Ted Leung makes a really good point about how companies get - and lose - business:
Companies don't get it anymore. You respect me. I learn to trust you. When I trust you, I keep buying from you. If I really trust you, I go out of my way to buy from you. I recommend you to my friends. But if you don't respect me? I had a telemarketer persistently call me about fixing my unbroken auto glass. I finally told him, "I know your company's name very well now. I'll be sure that I go anywhere except to you when my auto glass needs fixing". I told a Qwest telemarketer I wasn't interested. She climbed down my throat, asking me angrily "Didn't I want to save money?". I told her that if it meant having to deal with her, that I'd rather pay more. These companies are doing themselves a world of hurt, and they don't even know it.
I agree with that - and it goes beyond companies. There are charities - ones that do honest to goodness good work - that have completely turned me off with their phone solicitations. When you are asking me to help out and do a good deed, here's a hint - don't hint that I'm stingy if I don't give. Drives me nuts. Here's another example - late last year, for the first time ever, I made a donation to a political party (never mind which one - in this regard, I doubt it matters).

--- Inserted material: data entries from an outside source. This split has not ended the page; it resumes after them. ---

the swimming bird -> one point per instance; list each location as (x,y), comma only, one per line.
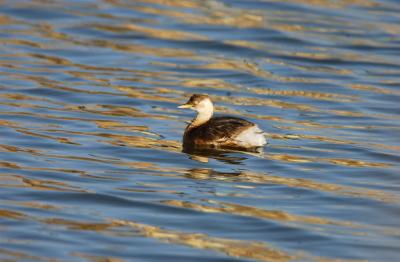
(219,132)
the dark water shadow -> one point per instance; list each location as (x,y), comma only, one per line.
(229,156)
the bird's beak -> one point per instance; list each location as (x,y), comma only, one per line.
(185,106)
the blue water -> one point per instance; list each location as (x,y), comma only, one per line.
(91,163)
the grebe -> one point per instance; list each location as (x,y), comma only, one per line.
(219,132)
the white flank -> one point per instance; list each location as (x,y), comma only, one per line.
(252,137)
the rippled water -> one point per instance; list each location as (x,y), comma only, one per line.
(90,144)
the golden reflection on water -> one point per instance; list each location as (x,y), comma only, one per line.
(236,248)
(164,70)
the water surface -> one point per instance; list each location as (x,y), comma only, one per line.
(91,162)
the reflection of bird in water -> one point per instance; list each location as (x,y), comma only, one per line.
(219,132)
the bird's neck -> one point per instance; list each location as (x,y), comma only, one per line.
(201,118)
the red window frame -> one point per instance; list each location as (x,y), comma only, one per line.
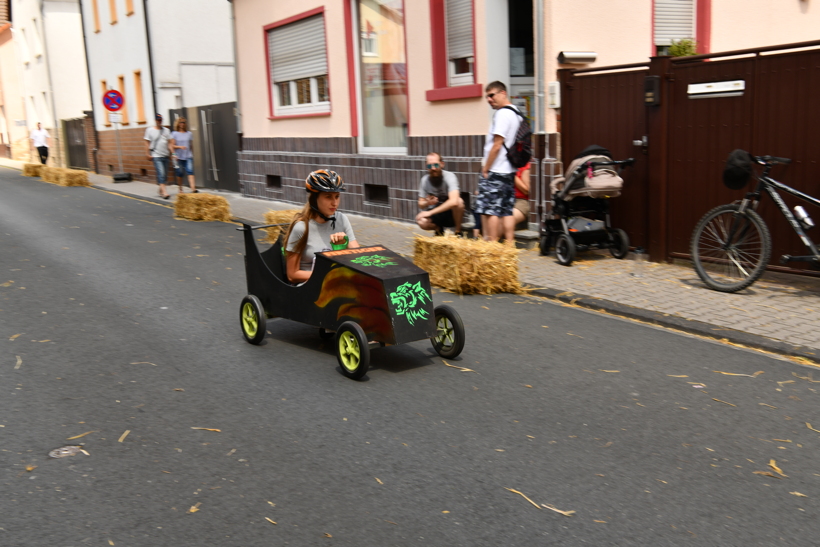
(304,15)
(441,91)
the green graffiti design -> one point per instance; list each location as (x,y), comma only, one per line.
(409,300)
(374,260)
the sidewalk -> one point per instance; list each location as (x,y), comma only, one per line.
(779,313)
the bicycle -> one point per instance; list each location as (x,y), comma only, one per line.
(731,244)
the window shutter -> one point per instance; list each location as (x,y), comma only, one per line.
(459,29)
(674,20)
(297,50)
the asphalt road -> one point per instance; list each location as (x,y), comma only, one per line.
(125,319)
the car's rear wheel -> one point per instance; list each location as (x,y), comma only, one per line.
(252,319)
(352,350)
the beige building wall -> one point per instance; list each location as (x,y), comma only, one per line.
(742,24)
(251,17)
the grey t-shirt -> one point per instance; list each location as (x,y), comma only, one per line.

Ever since then, there's been a steady stream of junk mail asking me to give more. I suspect that the postage alone for the solicitations has gotten to be more than I donated! That's irritating, but about a month ago, I got a new one - a letter stating that I "must not care anymore" and was "letting the other side win" - because I hadn't given more! Yeesh, in what Universe will that make me feel like donating again? Hot tip - if you want my money, don't berate me for not giving more! Who does the market research for these people anyway? Whoever it is, they need to go, and they need to go now.